I bet that if I saved some of the anti-Semitic e-mail messages I receive to check their names — and many writers unapologetically sign their names — against future e-mails saying something vile about gays or blacks, I'd find more than a few matches.
My wife and I were supposed to be at the U.S. Holocaust Memorial Museum on the night of the shooting to see Janet Langhart Cohen's play, Anne and Emmett, which imagines a conversation between Anne Frank and Emmett Till. We cherish our association with the museum. No institution in America is more vigorous about not only making the memory of the Holocaust meaningful, but extending the moral reach of memory to call on people to help stop modern genocides in Rwanda, Bosnia, Darfur and elsewhere around the world.
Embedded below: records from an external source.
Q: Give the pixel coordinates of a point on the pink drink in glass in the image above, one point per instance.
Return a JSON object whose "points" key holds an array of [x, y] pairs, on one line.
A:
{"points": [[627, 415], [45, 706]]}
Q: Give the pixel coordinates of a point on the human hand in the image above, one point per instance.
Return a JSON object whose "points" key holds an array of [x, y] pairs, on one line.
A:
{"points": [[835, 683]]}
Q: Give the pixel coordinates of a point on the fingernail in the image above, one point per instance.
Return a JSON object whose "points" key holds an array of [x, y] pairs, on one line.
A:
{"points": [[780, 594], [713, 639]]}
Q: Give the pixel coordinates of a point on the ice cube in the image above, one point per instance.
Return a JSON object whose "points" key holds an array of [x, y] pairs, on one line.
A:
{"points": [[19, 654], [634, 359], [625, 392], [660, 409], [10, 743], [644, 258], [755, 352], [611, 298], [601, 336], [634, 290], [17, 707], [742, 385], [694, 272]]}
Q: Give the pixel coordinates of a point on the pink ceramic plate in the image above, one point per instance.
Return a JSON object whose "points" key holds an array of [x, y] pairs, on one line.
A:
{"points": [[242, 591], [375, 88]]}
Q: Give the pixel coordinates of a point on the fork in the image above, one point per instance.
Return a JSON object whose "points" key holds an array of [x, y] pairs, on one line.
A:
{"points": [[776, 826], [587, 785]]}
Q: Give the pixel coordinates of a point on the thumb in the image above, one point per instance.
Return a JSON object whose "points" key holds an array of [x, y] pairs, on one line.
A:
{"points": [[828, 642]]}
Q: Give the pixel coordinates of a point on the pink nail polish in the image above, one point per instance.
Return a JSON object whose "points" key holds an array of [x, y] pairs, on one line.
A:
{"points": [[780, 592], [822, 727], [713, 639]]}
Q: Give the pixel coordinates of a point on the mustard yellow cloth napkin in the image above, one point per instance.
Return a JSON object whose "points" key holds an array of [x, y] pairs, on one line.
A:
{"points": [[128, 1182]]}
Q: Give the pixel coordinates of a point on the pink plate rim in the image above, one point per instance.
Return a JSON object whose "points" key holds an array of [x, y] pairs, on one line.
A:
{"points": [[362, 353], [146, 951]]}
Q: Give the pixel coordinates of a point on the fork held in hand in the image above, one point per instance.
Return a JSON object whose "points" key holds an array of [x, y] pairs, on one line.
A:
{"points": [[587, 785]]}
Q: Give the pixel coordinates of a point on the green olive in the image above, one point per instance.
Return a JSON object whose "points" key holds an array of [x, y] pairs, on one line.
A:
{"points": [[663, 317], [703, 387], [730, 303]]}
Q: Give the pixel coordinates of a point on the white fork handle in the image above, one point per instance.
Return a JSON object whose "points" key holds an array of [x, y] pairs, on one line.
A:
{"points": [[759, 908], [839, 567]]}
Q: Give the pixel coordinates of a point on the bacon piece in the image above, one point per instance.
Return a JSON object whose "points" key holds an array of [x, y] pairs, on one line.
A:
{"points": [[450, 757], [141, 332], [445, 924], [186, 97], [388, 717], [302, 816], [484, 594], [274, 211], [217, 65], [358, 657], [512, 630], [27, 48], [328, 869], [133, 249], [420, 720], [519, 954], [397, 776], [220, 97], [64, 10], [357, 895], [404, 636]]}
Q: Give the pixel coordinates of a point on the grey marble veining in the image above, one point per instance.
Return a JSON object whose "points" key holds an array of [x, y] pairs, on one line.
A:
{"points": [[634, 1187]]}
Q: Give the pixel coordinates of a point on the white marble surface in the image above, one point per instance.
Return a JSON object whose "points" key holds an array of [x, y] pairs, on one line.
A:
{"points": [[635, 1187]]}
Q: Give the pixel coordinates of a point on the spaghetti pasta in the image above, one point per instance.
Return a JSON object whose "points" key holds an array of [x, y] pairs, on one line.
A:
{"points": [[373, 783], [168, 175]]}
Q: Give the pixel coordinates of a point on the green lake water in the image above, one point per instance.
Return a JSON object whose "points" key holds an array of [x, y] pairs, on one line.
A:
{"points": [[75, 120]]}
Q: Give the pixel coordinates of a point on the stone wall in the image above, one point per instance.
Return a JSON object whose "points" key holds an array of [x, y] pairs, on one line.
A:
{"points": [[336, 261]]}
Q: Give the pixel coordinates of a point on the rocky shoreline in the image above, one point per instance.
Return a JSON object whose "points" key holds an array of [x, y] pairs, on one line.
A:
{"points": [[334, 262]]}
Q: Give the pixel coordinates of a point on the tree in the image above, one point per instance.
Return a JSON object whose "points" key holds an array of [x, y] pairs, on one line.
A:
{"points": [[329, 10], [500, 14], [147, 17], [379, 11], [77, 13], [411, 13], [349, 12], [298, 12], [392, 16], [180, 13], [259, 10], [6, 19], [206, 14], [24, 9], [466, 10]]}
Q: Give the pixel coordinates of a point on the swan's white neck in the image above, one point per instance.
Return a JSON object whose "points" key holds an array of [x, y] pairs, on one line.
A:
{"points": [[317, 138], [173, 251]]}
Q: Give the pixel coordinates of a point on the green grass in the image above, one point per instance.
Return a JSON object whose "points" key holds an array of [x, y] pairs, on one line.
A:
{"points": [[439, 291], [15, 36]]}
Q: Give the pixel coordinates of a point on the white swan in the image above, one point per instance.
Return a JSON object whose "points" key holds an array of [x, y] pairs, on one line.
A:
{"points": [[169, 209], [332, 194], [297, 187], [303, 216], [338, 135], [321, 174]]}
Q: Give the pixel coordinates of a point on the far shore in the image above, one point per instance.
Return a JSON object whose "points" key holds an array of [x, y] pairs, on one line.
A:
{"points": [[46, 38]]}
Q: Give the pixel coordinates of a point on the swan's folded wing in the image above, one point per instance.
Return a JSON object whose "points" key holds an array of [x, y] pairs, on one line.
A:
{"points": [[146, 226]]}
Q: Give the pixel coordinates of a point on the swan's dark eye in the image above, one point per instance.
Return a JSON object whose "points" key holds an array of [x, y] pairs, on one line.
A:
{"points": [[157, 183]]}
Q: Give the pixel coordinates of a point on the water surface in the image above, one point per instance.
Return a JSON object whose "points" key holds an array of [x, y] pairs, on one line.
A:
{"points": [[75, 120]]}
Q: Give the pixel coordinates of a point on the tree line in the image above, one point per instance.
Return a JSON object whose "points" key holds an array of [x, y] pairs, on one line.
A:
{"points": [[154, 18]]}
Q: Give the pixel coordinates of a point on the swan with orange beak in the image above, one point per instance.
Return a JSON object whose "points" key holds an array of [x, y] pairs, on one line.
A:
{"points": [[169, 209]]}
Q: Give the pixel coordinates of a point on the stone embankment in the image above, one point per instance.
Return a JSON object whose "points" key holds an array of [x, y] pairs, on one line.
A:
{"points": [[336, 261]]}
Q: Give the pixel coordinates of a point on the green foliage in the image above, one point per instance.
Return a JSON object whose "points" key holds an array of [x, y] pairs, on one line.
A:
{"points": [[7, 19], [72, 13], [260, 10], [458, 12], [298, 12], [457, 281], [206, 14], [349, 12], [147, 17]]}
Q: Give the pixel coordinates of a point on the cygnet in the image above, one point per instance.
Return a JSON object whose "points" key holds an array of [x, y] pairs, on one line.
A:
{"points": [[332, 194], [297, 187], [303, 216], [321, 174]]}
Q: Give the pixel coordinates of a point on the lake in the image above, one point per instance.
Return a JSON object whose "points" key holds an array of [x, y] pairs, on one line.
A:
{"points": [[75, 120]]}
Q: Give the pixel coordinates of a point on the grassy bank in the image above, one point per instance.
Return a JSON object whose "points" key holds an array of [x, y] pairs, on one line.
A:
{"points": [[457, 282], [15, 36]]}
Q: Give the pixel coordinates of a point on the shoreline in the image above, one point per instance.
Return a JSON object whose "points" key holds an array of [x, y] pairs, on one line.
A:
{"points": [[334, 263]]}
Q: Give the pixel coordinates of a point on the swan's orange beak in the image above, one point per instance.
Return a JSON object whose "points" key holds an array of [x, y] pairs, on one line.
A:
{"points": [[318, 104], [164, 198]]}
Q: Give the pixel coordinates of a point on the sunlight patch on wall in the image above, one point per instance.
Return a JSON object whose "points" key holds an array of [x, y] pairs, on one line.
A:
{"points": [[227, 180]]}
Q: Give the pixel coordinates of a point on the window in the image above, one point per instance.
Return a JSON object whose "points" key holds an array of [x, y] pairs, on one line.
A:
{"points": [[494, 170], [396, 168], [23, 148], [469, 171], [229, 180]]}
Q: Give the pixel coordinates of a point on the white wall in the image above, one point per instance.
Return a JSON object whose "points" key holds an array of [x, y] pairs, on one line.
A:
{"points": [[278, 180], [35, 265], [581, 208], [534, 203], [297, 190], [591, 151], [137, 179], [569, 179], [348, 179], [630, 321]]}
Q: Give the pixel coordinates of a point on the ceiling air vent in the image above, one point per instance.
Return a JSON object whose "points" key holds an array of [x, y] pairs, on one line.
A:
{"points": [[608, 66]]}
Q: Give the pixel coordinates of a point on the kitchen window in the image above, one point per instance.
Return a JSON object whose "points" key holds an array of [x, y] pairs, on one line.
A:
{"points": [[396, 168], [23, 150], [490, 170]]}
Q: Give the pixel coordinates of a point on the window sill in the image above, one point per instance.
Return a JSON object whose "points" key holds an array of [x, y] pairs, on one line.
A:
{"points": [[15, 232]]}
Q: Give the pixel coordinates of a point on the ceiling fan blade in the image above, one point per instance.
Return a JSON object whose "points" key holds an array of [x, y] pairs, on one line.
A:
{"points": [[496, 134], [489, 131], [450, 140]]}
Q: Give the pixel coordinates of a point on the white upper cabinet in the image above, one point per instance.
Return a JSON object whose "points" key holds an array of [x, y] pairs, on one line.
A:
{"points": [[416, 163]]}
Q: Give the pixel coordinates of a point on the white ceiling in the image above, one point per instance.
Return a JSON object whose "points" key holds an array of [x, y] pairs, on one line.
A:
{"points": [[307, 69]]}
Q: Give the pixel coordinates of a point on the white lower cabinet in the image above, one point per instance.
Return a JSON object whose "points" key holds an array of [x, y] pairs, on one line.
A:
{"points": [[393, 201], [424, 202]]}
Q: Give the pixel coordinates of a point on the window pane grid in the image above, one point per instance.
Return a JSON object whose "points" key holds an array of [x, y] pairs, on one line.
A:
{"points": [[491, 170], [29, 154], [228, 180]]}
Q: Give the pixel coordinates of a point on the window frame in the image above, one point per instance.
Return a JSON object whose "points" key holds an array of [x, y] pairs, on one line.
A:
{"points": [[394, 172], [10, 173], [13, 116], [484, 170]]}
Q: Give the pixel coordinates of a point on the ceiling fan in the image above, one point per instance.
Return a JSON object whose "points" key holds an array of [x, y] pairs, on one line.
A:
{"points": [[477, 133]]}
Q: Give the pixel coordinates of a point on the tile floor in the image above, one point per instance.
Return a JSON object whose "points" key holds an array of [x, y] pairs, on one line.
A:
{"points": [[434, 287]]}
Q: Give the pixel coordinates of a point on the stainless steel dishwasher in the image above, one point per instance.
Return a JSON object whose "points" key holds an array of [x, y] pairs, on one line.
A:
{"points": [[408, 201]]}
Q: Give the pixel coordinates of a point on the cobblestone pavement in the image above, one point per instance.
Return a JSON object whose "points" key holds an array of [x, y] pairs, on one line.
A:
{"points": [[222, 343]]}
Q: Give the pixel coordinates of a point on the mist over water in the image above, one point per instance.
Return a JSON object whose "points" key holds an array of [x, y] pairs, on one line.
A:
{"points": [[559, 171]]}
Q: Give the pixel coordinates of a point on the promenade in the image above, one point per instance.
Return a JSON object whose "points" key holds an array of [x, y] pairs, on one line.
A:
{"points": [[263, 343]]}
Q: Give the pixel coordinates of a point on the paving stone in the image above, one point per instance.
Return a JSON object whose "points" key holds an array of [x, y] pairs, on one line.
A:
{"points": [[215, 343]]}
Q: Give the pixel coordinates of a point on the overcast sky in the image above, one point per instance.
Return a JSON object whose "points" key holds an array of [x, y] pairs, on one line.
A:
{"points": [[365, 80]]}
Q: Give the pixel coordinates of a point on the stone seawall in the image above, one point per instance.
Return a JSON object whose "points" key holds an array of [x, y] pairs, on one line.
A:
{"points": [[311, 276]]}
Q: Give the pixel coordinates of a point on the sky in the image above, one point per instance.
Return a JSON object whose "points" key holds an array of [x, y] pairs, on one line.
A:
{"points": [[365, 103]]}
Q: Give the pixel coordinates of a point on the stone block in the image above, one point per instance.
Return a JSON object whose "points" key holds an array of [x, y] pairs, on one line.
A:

I know the news business a little, and I understand why so many reportorial resources must be focused on the life and crimes of the man who has been charged with the killing at the museum. But in the few seconds I have, I'd prefer to talk about a good man: the guard who gave his life.
Stephen Tyrone Johns was 39, and the father of an 11-year-old son. He had a sunny personality, in the memory of his friends, loved funny movies and to make people laugh.
His son will grow up knowing that his father was, to use a word that is so misused to describe athletes or movie stars, a hero. Stephen Tyrone Johns gave his life to save others. In doing so, he reminded us why it is so vital for the place he was protecting to exist, and for people from all over the world to be able to see it safely. And the life of Stephen Johns reminds us that each man or woman on this earth can find a way to make the world better. He did.